Other schools, particularly those that do no rely on the USA for their students, were less affected. Margret Fortmann at Escuela Montalban in Granada, which generates 70 per cent of its enrolments from Germany, Switzerland and Austria, says, "We noticed a little decrease [in students after the US attacks], but November is the low season here so I don't know if it was [linked to that]."

Midori Ishizaka of Escuela Internacional, which has schools in Madrid, Salamanca and Malaga, reports that their student numbers from the USA bucked the trend. "We had very few cancellations after this incident, [and] we are receiving many enquiries from the USA for the coming season," she says.

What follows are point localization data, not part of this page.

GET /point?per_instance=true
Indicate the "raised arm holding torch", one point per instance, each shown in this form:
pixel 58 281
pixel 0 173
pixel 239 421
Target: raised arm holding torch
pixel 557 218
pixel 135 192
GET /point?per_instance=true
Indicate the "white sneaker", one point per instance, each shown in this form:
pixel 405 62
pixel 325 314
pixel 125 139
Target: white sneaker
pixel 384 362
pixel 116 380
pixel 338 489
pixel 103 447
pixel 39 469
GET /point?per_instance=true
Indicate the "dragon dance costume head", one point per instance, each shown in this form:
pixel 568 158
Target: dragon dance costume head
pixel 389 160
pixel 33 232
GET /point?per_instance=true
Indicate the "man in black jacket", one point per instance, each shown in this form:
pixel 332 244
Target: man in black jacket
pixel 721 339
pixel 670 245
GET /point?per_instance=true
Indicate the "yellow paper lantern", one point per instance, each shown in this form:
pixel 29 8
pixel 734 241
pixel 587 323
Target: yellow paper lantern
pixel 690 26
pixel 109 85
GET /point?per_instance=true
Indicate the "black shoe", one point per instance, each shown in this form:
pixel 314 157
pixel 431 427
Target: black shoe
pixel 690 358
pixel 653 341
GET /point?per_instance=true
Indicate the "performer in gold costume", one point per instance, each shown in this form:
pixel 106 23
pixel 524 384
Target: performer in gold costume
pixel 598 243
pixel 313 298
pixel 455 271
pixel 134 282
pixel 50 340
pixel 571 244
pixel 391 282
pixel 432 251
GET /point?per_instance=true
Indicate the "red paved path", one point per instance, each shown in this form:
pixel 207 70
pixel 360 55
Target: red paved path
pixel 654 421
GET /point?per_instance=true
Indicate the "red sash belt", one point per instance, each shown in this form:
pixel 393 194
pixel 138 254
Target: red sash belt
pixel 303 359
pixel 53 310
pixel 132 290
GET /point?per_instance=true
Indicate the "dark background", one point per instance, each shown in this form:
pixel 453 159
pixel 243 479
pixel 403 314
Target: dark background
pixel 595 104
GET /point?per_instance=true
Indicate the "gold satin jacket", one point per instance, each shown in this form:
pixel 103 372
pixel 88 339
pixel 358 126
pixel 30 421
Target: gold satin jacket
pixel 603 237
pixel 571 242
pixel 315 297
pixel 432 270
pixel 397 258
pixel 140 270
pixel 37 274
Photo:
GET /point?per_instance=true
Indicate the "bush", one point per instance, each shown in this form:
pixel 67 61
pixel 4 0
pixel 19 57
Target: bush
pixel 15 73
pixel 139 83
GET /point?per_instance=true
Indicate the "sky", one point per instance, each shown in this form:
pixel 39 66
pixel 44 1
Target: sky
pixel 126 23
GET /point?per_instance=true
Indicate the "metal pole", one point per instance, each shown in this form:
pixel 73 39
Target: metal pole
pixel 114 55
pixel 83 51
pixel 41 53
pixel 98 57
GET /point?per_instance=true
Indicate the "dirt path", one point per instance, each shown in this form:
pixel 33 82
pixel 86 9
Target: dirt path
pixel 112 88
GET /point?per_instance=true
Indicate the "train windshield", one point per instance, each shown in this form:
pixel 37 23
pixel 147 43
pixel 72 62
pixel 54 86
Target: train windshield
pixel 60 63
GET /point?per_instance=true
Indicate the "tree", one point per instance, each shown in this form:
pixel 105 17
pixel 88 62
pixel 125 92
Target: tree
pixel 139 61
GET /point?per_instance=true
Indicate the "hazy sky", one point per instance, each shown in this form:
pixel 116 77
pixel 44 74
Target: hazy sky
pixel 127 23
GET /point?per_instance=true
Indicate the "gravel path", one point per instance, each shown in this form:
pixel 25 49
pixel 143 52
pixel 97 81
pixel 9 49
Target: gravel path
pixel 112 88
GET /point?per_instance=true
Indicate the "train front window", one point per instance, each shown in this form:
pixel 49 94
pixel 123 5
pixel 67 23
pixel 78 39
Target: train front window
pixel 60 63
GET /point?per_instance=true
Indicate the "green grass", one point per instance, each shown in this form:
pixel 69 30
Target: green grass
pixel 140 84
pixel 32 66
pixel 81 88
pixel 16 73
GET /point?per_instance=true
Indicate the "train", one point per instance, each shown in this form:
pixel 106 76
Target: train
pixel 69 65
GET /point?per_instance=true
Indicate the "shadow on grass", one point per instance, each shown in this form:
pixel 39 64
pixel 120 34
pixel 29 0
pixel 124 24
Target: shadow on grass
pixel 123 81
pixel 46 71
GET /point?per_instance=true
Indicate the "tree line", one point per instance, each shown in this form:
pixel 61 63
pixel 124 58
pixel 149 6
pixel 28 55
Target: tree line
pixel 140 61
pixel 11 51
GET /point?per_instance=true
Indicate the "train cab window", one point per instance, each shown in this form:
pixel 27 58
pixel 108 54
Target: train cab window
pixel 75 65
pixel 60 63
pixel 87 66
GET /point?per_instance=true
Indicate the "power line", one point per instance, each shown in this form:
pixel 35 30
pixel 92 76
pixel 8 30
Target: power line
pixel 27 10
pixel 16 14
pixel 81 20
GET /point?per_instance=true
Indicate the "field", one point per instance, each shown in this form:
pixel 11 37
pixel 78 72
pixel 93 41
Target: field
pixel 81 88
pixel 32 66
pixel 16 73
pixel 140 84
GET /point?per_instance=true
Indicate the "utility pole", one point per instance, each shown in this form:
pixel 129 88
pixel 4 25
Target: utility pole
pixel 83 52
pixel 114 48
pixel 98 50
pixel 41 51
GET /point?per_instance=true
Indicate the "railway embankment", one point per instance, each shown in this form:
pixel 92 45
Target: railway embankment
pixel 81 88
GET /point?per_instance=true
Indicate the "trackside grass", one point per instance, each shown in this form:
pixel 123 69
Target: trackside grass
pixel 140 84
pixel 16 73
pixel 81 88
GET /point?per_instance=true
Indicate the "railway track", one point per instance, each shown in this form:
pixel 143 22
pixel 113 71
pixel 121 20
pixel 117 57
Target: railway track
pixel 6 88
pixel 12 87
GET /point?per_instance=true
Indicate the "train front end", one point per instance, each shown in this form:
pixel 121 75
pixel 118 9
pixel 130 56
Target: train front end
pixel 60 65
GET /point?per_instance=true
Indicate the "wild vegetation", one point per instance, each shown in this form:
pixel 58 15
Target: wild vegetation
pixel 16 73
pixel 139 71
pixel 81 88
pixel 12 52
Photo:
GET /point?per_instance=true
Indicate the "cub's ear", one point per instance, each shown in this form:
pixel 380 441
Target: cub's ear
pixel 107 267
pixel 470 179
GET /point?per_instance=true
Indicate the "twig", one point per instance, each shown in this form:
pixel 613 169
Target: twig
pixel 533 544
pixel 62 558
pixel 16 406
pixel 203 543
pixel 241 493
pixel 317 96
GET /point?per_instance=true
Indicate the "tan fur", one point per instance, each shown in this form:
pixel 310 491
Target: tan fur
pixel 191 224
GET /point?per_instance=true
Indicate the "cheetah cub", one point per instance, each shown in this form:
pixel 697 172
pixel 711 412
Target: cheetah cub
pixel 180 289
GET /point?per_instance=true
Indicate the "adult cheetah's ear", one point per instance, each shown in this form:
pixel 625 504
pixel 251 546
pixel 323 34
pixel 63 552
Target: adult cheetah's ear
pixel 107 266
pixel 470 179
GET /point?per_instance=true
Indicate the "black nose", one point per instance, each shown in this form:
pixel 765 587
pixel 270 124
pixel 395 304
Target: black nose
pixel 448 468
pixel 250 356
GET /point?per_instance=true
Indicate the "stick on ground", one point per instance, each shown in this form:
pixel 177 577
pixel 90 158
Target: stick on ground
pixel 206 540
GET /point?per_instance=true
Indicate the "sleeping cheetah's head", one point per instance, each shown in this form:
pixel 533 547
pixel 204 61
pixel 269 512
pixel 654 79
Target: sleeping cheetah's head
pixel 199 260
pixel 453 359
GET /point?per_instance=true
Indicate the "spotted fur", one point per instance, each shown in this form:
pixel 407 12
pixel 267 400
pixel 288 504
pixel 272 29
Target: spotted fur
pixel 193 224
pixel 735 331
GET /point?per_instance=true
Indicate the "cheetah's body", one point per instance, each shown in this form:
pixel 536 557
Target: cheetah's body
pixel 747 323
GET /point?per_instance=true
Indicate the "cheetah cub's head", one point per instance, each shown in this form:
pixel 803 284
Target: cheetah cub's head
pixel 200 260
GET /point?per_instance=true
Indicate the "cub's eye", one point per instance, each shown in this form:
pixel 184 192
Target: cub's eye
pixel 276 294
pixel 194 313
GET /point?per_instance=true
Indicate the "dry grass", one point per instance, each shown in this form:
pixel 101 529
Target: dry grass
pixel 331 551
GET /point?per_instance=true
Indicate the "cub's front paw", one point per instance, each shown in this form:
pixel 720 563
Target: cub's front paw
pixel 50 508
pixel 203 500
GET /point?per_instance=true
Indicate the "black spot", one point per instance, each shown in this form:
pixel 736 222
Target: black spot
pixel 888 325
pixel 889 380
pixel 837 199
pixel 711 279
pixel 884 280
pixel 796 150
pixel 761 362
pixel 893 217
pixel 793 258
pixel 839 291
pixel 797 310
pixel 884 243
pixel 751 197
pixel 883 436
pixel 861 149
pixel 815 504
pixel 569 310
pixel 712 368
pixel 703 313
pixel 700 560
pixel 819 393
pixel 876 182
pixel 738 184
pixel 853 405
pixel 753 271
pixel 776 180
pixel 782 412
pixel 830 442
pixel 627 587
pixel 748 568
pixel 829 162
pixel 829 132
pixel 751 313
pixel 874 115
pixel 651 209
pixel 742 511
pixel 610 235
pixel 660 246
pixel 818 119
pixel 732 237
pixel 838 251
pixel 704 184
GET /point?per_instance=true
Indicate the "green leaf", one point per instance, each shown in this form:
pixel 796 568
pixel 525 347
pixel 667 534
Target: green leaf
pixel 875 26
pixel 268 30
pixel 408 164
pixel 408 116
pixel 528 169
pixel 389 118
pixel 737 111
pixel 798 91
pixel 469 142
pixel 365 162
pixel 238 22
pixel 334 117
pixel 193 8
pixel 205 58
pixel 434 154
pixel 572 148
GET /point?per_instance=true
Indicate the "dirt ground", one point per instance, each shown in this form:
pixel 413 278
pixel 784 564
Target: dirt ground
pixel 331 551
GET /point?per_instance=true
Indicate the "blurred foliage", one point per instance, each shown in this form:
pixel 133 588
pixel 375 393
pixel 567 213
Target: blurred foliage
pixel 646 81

Although the USA certainly is – and will remain – an important student provider country for language schools in Spain, other student nationalities are also becoming prominent. Schools are spreading their marketing reach ever wider, while at the same time ensuring they maintain their traditional markets. "We want to consolidate in the European market and expand in the USA, Russia and Japan," says Gracia Rodriguez at Esade Business and Language School in Barcelona.

As is the case in most of the major English-speaking destinations, language schools in Spain are also beginning to break into the Chinese student market. "Spanish schools have started to go into the Chinese market with an excellent response, but [there are] problems with visa issuance," comments Berdugo.

In all, despite the indications of the Spanish language teaching market being in good health, the effects of September 11 have left schools – some of which saw slower growth rates in 2001 compared with 2000 – rather cautious in their expectations.

Sampere has downgraded his forecast for this year. "Before September 11, I was thinking about [introducing] more class space, more chairs, more videos, more of everything," he says. "Now my goal is to repeat the numbers and figures [of] 1999."

"My predictions for 2002 aren't great at the moment," adds Carmen Pastor of Inter-Malaga school in Malaga. "I [hope] the year 2002 will be average in spite of the international crisis."